Musiker würden heute diszipliniert arbeiten und auf Drogen verzichten, sagt der britische Sänger James Bay. Eine Tendenz, die Schweizer bestätigen.

von
Martin Fischer

Sex, Drugs and Rock'n'Roll sind dem britischen Songwriter James Bay zufolge tot. Zumindest in dieser Kombination. Wie Bay im Interview mit der britischen Zeitung «The Standard» sagt, seien Drogen im Musikbusiness heutzutage «nicht mehr wirklich angesagt».

Wenn er auf der Bühne stehe, müsse er alles im Griff haben.
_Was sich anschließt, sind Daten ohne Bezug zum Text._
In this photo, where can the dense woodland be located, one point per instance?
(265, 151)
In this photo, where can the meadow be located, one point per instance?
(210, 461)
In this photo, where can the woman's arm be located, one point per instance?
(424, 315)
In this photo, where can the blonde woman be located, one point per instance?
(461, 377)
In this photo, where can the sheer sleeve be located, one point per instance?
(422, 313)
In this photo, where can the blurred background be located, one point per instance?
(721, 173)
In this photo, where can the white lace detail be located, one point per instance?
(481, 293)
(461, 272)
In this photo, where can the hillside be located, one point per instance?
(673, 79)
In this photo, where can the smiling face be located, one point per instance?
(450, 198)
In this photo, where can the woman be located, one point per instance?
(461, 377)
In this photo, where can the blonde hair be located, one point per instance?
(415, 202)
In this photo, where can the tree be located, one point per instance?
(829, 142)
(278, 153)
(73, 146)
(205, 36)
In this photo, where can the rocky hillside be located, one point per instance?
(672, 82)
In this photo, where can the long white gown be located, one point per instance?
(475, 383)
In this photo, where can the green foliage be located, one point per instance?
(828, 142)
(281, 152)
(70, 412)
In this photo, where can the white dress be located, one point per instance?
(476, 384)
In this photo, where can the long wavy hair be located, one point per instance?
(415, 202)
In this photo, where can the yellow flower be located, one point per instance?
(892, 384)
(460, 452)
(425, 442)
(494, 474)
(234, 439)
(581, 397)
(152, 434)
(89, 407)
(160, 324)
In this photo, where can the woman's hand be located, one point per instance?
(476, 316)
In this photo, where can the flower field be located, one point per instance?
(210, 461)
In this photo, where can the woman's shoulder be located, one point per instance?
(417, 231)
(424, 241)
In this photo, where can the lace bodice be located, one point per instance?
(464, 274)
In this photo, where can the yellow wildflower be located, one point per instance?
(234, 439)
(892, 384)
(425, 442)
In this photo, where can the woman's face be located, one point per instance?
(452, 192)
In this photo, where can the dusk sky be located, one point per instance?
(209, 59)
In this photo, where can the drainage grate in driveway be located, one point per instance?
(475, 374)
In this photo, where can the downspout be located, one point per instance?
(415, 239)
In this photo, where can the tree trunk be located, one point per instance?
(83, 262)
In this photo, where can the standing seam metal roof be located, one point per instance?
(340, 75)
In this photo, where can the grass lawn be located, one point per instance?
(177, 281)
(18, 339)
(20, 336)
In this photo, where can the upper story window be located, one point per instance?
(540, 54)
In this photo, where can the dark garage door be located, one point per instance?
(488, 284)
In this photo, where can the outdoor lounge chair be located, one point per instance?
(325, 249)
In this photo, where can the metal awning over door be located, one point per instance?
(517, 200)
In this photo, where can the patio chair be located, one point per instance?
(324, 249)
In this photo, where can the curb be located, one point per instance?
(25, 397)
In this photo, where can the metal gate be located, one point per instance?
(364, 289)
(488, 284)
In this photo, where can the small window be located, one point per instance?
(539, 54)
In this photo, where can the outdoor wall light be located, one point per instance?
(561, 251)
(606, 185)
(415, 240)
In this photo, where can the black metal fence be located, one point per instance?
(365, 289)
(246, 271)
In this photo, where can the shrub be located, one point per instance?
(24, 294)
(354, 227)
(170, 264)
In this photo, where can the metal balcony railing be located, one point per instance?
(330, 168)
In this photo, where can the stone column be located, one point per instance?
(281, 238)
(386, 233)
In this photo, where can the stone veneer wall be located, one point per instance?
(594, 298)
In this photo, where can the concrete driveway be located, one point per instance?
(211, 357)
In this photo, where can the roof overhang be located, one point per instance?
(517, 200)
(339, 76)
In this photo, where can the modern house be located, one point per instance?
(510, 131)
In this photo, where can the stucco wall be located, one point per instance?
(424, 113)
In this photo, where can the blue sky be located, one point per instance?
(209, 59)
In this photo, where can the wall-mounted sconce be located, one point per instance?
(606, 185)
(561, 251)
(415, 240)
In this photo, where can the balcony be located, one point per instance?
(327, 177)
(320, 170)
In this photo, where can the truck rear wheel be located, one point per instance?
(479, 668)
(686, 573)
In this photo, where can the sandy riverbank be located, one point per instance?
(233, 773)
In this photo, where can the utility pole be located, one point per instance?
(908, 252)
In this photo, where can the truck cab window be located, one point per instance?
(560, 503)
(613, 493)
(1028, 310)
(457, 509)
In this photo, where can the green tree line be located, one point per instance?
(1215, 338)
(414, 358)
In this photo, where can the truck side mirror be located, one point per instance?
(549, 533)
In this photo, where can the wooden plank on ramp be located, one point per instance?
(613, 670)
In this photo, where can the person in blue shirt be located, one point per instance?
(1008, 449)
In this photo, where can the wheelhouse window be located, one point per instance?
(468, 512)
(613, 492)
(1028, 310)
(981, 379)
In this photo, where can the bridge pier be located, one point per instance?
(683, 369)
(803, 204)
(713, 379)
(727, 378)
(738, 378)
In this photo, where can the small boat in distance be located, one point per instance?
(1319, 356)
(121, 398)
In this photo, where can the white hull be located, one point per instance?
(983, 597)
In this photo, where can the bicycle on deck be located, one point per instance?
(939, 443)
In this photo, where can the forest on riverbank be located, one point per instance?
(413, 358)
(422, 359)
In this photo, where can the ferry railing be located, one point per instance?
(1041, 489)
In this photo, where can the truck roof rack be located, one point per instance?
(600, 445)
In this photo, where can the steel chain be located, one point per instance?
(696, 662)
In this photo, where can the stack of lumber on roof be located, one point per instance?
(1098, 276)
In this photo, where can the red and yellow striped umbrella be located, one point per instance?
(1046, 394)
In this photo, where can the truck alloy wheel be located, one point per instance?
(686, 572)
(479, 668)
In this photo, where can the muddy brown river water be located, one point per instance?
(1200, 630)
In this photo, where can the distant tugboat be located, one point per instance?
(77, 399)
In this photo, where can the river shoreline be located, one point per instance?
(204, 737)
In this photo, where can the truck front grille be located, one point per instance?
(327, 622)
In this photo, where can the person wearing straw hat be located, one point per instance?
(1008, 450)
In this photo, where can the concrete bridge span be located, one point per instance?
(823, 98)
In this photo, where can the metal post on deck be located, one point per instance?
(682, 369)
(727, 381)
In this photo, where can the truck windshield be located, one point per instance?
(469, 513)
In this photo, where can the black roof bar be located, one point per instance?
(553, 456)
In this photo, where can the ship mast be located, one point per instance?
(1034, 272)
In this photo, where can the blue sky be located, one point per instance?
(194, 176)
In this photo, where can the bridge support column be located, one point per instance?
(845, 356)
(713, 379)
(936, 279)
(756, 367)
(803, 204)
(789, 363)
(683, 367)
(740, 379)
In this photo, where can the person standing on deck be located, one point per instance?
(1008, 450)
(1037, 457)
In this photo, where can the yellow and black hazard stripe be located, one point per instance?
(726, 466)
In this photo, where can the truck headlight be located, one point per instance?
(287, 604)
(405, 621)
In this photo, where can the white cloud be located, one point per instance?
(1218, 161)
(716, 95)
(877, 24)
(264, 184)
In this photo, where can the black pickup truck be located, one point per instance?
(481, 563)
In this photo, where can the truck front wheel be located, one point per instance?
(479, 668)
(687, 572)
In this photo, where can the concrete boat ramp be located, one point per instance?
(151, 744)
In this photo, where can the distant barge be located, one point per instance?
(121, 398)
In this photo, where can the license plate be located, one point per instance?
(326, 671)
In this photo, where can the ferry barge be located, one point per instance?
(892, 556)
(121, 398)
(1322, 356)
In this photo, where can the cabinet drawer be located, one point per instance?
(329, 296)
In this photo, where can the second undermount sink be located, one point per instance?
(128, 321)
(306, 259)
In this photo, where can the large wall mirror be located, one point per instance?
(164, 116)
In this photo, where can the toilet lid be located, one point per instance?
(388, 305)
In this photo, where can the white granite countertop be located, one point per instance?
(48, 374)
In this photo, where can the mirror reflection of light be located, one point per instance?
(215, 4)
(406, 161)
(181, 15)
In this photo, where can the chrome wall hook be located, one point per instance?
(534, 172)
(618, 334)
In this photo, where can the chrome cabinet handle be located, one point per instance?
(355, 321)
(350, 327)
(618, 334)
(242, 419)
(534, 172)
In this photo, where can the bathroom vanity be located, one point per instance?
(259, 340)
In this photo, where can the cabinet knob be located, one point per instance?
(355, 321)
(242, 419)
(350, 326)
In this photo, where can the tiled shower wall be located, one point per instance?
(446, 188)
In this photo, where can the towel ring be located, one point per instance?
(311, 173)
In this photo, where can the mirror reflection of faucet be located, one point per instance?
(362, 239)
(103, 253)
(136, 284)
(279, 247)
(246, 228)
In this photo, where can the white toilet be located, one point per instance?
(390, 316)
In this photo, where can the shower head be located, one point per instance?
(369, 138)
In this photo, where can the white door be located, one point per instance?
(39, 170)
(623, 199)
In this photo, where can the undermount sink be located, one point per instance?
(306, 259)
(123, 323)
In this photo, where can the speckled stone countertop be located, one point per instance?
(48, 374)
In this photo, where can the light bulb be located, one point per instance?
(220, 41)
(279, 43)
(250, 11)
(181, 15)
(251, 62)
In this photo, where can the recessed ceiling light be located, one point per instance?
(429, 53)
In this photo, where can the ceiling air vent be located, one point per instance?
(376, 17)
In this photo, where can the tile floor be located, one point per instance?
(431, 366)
Bay macht einen Vergleich mit Spitzensportlern: «Ich weiss nicht, wie es ist, ein Profifussballer oder ein Leichtathlet zu sein, aber ich denke, wir müssen irgendwie auf dem gleichen Level sein.» Die Leistungs- und Gesundheitsgesellschaft hat also auch die Popstars erfasst – vorbei die wilden Zeiten mit nie endenden Backstage-Partys und ausufernden Aufnahme-Sessions unter Drogeneinfluss.

Baker: «Wer Drogen nimmt, fliegt raus»

Wie erleben Schweizer Musiker diese Entwicklung? Bastian Baker, Posterboy des heimischen Pops und Ex-Profisportler, hat hierzu eine klare Meinung. «Wer Drogen nimmt, fliegt raus», sagte er im November zu 20 Minuten. Auch die Zürcher Musikerin Evelinn Trouble ist zurzeit lieber clean unterwegs: «Ich trinke seit Anfang Jahr keinen Alkohol mehr und hab aufgehört zu kiffen. Ich hab früh mit den Exzessen angefangen, mittlerweile schlägts mir auf die Psyche.»

Sie spüre in ihrem Umfeld «eine Tendenz zur Nüchternheit», sagt Trouble. Bei ihrer Band stehe die Musik ganz klar im Vordergrund. Denn: «Sich im Moment zu verlieren, geht auch ohne Drogen, gerade beim Musikmachen oder Tanzen.»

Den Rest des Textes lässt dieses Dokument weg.